SIN ACRITUD
Reírnos de nosotros mismos
Hemos dejado que nos ganen la partida los acomplejados, tarados mentales de la política y las redes que tienen más influencia que las personas inteligentes
La incorrección política era una bendición. Era. Porque nos la hemos cargado. Antes podíamos llamar calvo al calvo, cojo al cojo, mariquita al mariquita, cabeza al cabezón (ahí cataba un servidor), negro al negro y tartaja al tartaja. Si el negro, el calvo, el ... cojo o el mariquita en cuestión era persona inteligente y afable, se reía. Y buscaba algún rasgo –todos lo tenemos, bien físico, bien psíquico– por el que reírse de ti. Que en realidad era reírse contigo. Incluso más allá del humor, hasta los insultos más graves, según cómo se dijeran, podían ser en realidad una muestra de afecto. O de admiración. Un «qué cabrón» después de un golazo por la escuadra podía ser la mayor muestra de idolatría posible. Pero vivimos tiempos de pobreza intelectual. Miseria azuzada por políticos y líderes de opinión mediocres, habitualmente de izquierdas. De esa izquierda radical que no se cansa de dar lecciones de buenismo. A eso añádale usted lo peor de las redes sociales y ya tiene una bola imparable. Nos han puesto una mordaza en la boca. Hemos dejado que nos la pongan. Hemos dejado de reírnos de nosotros mismos, que es un ejercicio sanísimo. Todo es una ofensa. Los cansinos y acomplejados nos han ganado la partida. Hoy día sería imposible disfrutar de personajes de ficción míticos como Michael Scott en 'The Office' o Mauricio Colmenero en 'Aída'. Imposible.
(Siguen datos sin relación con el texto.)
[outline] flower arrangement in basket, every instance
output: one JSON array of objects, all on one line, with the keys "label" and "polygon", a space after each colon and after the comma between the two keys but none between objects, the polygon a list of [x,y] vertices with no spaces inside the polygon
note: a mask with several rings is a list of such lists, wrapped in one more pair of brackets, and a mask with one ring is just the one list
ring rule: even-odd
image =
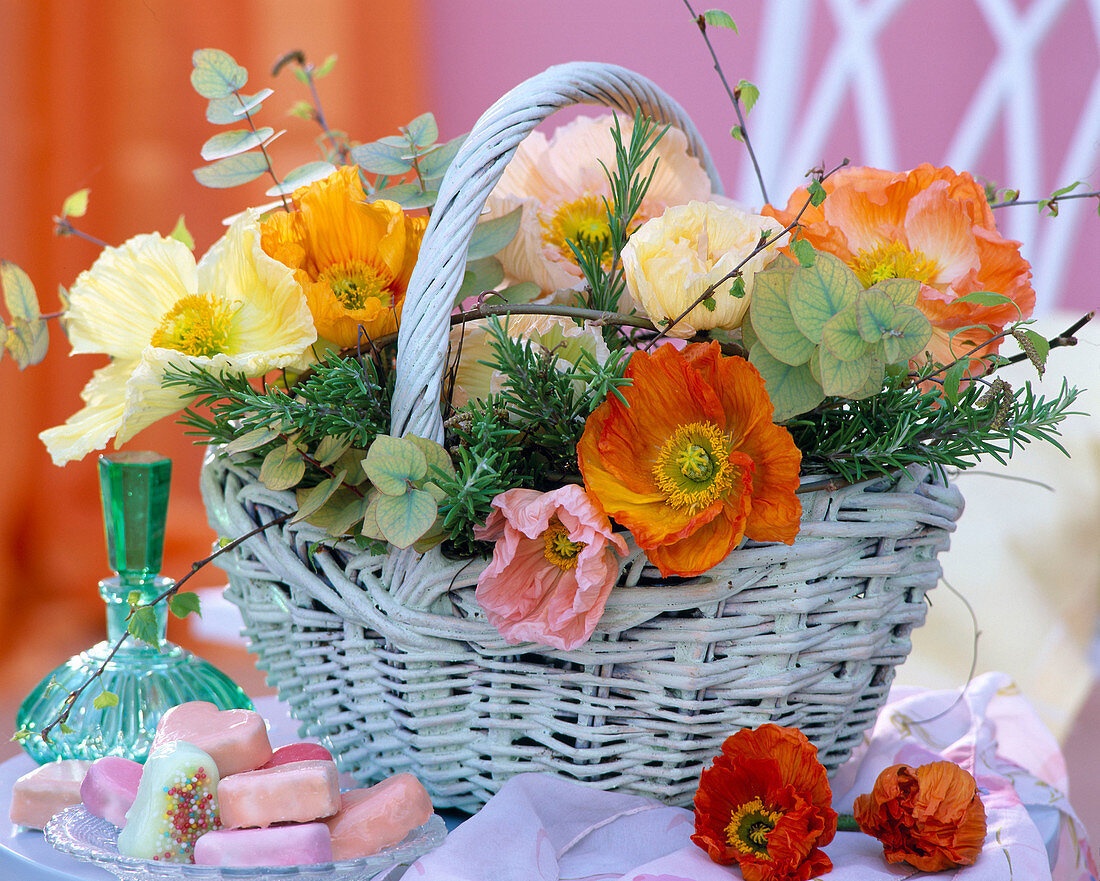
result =
[{"label": "flower arrangement in basket", "polygon": [[[61,464],[182,410],[228,595],[305,732],[459,807],[532,769],[682,803],[765,722],[838,767],[923,621],[950,473],[1072,411],[996,375],[1080,326],[1029,326],[1003,192],[841,163],[757,213],[674,101],[597,64],[446,142],[431,114],[325,128],[280,177],[271,90],[211,49],[192,83],[229,126],[199,182],[270,175],[275,202],[197,260],[183,229],[103,249],[63,322],[111,361],[42,439]],[[534,131],[581,101],[614,112]],[[25,365],[43,319],[3,283]]]}]

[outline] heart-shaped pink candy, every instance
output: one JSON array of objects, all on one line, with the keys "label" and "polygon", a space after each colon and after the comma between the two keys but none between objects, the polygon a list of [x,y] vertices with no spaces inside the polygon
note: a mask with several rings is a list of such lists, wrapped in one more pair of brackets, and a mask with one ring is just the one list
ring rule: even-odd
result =
[{"label": "heart-shaped pink candy", "polygon": [[174,740],[209,753],[221,777],[252,771],[271,758],[267,725],[259,713],[219,710],[208,701],[179,704],[160,717],[152,750]]}]

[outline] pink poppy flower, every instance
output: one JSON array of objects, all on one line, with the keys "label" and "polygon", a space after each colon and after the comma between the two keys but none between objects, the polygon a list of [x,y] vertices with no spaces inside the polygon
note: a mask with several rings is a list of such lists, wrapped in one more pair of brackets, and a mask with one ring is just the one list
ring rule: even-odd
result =
[{"label": "pink poppy flower", "polygon": [[625,554],[626,542],[581,487],[503,492],[475,534],[496,542],[475,596],[510,645],[573,649],[588,640],[619,575],[616,551]]}]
El debate sobre los límites del humor es complejo. Y profundo. Los límites los pone cada cual donde quiere y todos los listones son muy respetables. Habitualmente, a mayor inteligencia, más sentido del humor. Más carrete, que se dice en mi tierra. Ocurre que esa serie de tarados mentales, amargados y acomplejados, llevan el rencor en su ADN. Y han logrado politizar absolutamente todo. Por increíble que parezca, han conseguido tener más predicamento que las personas inteligentes. Gente como –qué sé yo– la tal Pam, ex secretaria de Estado de Igualdad. O Echenique. Años nos va a costar limpiarnos tanta miseria moral como han esparcido en el tiempo que han disfrutado del poder.
Y es que ese límite del humor no puede marcarlo la ideología, sino la personalidad de cada uno. Es una decisión libre de cada cual decidir qué le ofende y qué no. Tan libre y personal que una misma expresión, un mismo chiste, puede ofender a una persona en función de quién lo haga y cómo lo haga. Incluso de cuándo lo haga y en qué contexto. Así de sencillo y de complicado a la vez. Usted decide qué le hace gracia o no. Quién le hace gracia o no. Cuándo le hace gracia y cuándo no. Y eso no deberían decidirlo las Pams ni los tuiteros del mundo. Pero hemos dejado que lo hagan. Desde sus complejos, desde sus mentes podridas. Por eso antes éramos más felices. Porque nos reíamos mucho más. Y mejor. Porque la libertad ganaba al sectarismo. Hoy no es así. Descanse en paz Francisco Rodríguez Iglesias, Arévalo.